El cuento de Ibarzábal era apenas alegórico
respecto a Cuba, pues no se puede decir –en la ruta de Veracruz, entre
manglares y cayeríos, y a la caída de un régimen títere y necrocómico– que esa
isla de la que huyen Olsen y Bergen, esa isla “en la desolación de su destino como
un enorme catafalco”, no fuera otra que Cuba. Cómo no reconocerla en estos
trazos que, por interpuesta herencia fatal (no por lezamesca metáfora), siguen operando
cada vez de modo más exponencial en nuestra historia:
“Unos camiones enormes, de altas paredes
metálicas, cruzan con terrible estrépito.

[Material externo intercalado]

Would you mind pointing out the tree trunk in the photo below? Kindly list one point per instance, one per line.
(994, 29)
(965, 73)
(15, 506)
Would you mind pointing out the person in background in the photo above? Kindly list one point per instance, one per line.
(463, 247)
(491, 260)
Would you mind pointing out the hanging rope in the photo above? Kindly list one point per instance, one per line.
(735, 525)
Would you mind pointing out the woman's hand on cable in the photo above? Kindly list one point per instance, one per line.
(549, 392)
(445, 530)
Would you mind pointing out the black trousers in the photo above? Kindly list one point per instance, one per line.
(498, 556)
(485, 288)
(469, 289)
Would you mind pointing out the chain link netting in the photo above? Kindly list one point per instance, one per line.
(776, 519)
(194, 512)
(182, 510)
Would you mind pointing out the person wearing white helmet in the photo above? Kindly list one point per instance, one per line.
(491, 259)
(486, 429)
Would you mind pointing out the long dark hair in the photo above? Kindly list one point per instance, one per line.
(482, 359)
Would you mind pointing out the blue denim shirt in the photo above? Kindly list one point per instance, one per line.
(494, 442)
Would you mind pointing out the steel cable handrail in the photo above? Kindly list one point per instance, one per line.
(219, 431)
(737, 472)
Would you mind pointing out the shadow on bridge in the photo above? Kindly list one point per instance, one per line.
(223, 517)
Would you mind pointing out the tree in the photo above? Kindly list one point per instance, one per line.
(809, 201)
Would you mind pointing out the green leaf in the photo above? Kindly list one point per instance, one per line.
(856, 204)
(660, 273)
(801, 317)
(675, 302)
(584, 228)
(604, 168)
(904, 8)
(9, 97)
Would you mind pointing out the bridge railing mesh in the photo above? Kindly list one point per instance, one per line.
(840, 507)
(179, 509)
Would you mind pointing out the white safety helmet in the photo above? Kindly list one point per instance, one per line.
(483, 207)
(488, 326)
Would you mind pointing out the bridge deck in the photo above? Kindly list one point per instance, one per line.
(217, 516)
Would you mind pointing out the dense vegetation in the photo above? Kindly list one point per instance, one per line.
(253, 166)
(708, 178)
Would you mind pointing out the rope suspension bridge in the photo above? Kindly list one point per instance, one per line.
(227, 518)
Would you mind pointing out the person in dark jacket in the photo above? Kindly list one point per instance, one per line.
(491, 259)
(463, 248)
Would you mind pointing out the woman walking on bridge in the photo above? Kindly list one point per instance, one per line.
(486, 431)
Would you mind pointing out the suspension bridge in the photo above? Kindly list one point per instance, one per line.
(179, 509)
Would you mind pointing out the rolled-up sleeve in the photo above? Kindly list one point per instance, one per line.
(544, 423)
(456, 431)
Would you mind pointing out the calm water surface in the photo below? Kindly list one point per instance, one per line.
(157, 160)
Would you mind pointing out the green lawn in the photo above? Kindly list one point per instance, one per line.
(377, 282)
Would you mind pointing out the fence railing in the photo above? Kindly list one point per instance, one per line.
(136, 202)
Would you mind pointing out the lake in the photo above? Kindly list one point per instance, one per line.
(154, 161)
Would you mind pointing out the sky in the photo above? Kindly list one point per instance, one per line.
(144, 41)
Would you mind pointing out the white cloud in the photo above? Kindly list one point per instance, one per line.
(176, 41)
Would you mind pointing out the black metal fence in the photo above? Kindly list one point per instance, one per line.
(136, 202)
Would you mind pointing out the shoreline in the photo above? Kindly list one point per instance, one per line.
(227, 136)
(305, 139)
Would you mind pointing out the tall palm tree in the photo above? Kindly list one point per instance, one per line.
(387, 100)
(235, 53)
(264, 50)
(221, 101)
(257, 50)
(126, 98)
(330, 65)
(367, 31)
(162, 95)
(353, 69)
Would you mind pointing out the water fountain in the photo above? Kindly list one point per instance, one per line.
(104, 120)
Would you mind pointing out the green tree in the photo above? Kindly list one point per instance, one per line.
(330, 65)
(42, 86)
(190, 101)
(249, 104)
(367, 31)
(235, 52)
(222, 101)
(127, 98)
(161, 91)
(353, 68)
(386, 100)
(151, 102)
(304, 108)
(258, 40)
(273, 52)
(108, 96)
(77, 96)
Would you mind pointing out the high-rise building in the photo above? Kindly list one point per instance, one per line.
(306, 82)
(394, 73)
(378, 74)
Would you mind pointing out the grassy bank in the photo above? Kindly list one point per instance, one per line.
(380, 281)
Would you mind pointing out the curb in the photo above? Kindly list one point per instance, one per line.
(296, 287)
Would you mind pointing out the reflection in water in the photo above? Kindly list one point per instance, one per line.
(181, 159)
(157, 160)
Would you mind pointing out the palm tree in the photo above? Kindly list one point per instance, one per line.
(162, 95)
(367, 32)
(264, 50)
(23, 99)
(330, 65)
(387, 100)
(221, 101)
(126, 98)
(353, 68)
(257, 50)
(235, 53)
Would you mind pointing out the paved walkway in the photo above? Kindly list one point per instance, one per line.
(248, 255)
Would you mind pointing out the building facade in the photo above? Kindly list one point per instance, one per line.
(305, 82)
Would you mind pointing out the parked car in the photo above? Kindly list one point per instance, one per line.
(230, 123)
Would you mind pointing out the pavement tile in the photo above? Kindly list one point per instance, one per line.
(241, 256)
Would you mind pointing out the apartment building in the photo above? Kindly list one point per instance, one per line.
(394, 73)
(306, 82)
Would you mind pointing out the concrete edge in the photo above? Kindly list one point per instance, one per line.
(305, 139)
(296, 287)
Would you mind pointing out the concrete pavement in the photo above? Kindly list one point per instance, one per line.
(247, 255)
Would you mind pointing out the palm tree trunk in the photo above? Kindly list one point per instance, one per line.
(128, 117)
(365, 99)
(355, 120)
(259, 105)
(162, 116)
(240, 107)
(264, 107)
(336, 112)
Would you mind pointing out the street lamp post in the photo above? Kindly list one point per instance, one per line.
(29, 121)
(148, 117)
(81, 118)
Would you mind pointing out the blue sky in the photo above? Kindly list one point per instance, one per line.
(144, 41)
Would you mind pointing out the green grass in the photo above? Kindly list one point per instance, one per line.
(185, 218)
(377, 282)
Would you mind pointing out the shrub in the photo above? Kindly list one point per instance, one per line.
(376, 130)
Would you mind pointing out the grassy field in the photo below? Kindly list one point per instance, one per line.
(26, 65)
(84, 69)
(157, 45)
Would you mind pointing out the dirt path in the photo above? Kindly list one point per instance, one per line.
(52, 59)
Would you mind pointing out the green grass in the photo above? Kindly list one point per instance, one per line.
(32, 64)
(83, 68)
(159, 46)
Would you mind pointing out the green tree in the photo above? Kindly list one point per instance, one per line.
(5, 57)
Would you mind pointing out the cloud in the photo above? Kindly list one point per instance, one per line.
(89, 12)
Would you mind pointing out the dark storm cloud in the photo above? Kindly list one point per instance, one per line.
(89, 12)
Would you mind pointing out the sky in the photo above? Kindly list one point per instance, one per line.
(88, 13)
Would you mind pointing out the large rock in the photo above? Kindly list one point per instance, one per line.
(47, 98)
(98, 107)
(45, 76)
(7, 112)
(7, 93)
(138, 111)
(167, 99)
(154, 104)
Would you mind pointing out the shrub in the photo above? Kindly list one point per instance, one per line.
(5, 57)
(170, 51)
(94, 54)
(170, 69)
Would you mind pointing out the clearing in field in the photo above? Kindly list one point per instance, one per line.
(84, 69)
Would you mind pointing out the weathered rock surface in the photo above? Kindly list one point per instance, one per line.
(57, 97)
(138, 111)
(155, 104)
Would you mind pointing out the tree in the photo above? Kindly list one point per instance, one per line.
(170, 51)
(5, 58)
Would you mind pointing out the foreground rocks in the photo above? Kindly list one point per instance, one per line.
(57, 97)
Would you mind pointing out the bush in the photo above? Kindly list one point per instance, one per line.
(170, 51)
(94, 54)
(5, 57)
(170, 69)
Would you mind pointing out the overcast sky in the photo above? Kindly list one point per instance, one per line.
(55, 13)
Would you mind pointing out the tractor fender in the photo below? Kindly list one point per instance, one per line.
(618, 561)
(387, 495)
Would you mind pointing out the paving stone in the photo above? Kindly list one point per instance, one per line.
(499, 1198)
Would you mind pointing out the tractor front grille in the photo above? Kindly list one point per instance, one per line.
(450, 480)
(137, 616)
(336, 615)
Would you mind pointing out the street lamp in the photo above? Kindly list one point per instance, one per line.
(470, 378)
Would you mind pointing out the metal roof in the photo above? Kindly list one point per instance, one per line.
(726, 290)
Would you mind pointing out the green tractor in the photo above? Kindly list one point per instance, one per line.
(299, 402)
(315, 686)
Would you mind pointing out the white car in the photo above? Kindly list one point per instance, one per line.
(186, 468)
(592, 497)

A Olsen le parecen carros para la
basura, pero Bergen insiste en que son grandes depósitos de cadáveres que van a
ser precipitados al mar”.
En lo que las almas de aquellos que habitaron las
“casas lapidadas” descienden a ras de tierra, ambos marineros atraviesan la
ciudad para topar solo con basureros y derrumbes, imprentas desechas y una “población
de cadáveres” entre unos cuantos soldados enterradores que ya no encuentran a
quién más fusilar.
Si en otros dos grandes textos de la época, El Presidio Modelo de Pablo de la
Torriente y Un cementerio en las Antillas
de Hernández Catá se daba testimonio del horror, en el cuento de Ibarzábal se
llega más lejos por cuanto anticipa –por varias décadas– el fin de un Estado
que se llevará por delante, luego de triturarlo hasta la saciedad, a su pueblo.
Irónicamente, el embarcadero de Arnold Böcklin
se hace llamar aquí el Puerto de la Buena Arribada.